David had gold and silver in a wooden box. When the steamboat was sinking, he knocked a door off the boat, put the money on one end of the door, got on the other end, and floated down the river until he was rescued. The family escaped in rowboats to the river bank. He got an ox team and moved his family to Flint District, what is now Adair County, Oklahoma
In 1831/32 David built a two room log house in Stilwell. It was there he lost his wife and four children. They are buried at Honey Hill Cemetery about three miles southwest of the homestead. The graves are unmarked.
David returned to Blount, Tennessee in a surrey or hack drawn by horses. On January 31, 1837, David married Mary Karr. [11]
David died in July 1864 in Union County, Georgia and was buried on the old homestead. The cemetery he is buried in was called the David Thompson Cemetery, located in Dooley District in Union County. Mary Carr died October 7th, 1874. [12]
David Thompson first married Nancy Rider 7th July 1825 in Monroe County, Tennessee.
David Thompson later married Mary Carr on the 31st January 1837 in Blount County, Tennessee.
from the Cherokee Emigration Rolls 1817-1835 Transcribed by Jack D. Baker, page 37 we learn that David Thompson agreed to leave his lands in the East and move west of the Mississippi River and live there permanently, accepting that "We whose names are hereunto ascribed do acknowledge that we have voluntarily enrolled ourselves as emigrants for the Arkansas Country under the treaty made between the United States and the Cherokees of Arkanas on the 6th of May 1828 and do here by relinquish to the United States all right and claim to our lands on the East or lands on the West of the river Mississippi, The United States agreeing to pay us for our improvements and transport us to that country, furnish us with provisions by the way and for one year after our arrival, and give each warrior a rifle gun and the other articles agreeably to the provisions of said Treaty." [13] They settled in the east, at Aquohee, North Carolina.

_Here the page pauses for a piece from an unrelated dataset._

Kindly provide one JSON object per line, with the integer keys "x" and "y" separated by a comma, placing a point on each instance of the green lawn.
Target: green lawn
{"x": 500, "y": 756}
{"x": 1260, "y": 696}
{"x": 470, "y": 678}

From an article by Newell Jones for a San Diego newspaper, following an interview with John F. Thompson, a grandson of David Thompson; When he moved west in 1834 David Thompson chose to "bring himself through" instead of traveling in a convoy. My grandfather made a flat boat and put it on the Tennessee River, and he went down the Tennessee and Ohio until they struck the Mississippi. There they got on a boat a went up the Arkansas River." Disaster overtook the party on the Arkansas. The boat was wrecked and sank. After helping get the women and children safely off, his grandfather ripped a door from the craft, placed his funds (all in gold and silver in that day of course) on one end of the raft, himself on the other, and floated to safety a quarter of a mile downstream. Then they went on to the Territory to claim a farm, build a log home which still stands. [14]
About 1837 David Thompson settled in Georgia, where he died.